Si je suis élue Miss Cameroun 2015 je commencerai par rendre grâce au Seigneur pour m’avoir permis d’être accompagnée par de bonnes personnes ainsi que pour toutes les autres qui m’ont soutenue. Ensuite viendra la concrétisation de mon plan d’actions.

Quel est votre rêve le plus fou ?

Travailler aux nations unies, en tant que « fonctionnaire de l’information ».

Appréhendez-vous la rencontre avec les autres candidates ? Lesquelles d’entre elles vous paraissent déjà être des rivales potentielles ?

Non, car je suis consciente que nous sommes dans une compétition et que si chacune est là c’est parce qu’elle recèle des atouts qui ont été prouvés et approuvés. Cependant,  au-delà du critère physique, chaque candidate a sa singularité, ses motivations et ses ambitions. Et c’est là que se situe la différence.
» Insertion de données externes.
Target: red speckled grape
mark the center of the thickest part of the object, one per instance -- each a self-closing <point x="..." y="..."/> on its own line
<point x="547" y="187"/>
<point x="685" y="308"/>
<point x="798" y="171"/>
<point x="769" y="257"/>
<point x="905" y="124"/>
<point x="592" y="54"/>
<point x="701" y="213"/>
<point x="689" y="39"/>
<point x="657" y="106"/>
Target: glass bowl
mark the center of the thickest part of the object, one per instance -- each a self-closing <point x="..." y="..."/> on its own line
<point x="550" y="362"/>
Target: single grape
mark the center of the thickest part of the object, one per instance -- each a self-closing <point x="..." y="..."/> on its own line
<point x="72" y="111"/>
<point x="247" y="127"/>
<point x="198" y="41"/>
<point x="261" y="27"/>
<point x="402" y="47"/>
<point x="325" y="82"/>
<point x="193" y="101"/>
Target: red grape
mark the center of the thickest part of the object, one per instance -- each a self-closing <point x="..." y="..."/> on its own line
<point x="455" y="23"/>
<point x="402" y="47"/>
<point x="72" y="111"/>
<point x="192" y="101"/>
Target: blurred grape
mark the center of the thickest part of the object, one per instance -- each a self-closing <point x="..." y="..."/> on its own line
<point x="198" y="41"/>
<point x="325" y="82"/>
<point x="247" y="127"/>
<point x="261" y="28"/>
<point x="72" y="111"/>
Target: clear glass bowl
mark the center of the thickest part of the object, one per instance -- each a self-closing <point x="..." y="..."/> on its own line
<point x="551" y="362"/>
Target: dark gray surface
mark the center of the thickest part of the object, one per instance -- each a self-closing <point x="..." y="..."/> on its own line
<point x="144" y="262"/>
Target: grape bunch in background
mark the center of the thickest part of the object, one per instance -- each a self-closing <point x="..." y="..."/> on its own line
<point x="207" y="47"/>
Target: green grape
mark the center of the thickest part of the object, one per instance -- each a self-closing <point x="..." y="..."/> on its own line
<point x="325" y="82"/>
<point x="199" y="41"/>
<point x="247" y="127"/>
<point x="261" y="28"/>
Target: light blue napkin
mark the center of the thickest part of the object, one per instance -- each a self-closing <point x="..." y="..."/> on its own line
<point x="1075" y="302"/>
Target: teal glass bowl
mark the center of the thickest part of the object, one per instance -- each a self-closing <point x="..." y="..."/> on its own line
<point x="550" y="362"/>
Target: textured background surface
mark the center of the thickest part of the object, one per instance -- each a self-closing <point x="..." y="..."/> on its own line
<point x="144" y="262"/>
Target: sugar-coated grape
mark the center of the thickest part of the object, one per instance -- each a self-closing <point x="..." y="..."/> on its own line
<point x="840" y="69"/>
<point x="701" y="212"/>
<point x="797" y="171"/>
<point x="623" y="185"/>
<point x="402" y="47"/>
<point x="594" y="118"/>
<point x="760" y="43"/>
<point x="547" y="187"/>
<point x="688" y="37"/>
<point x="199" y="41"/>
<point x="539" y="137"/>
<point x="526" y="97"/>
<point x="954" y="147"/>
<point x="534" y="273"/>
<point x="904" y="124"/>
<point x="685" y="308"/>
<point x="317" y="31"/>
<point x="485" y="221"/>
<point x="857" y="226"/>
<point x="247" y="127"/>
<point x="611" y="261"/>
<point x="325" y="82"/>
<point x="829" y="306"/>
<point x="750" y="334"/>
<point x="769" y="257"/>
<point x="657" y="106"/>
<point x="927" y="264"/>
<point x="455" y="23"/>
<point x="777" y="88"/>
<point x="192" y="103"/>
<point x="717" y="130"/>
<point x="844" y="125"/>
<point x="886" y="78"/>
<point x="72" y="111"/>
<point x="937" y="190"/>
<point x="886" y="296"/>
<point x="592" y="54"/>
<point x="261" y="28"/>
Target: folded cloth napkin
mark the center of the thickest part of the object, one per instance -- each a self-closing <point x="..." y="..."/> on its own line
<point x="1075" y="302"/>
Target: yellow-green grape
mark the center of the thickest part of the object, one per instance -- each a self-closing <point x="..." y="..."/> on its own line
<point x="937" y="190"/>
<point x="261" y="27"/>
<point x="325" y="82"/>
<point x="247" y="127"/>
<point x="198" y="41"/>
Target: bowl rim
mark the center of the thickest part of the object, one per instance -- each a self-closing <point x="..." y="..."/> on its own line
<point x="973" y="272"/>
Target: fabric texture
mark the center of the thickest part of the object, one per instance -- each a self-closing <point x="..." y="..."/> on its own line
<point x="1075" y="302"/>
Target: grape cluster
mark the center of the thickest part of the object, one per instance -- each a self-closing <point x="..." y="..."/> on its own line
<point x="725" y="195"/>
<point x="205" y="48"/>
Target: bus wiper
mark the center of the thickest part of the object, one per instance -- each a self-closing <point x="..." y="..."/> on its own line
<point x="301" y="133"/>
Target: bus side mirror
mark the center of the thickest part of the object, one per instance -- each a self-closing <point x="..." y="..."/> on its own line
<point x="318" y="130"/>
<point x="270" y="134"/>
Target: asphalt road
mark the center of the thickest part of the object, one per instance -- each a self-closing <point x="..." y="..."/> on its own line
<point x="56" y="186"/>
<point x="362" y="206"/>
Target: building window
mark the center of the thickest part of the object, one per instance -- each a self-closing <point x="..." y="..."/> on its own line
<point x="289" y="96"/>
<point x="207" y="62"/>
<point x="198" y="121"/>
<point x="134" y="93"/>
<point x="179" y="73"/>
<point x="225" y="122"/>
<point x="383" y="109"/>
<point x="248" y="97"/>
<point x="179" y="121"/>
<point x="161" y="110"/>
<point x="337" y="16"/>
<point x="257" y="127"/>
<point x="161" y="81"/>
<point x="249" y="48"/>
Du fait que nous sommes toutes sur le même pied d’égalité, je ne les considère donc pas comme des « rivales » mais comme des concurrentes valables.

Jusqu’où seriez-vous prête à aller pour remporter le concours ?

Je suis prête à tout ce qui est faisable dans la mesure du possible et dans la limite de mes principes. Ceci dit je ne saurais me compromettre en aucune manière, bien qu’étant dans une compétition.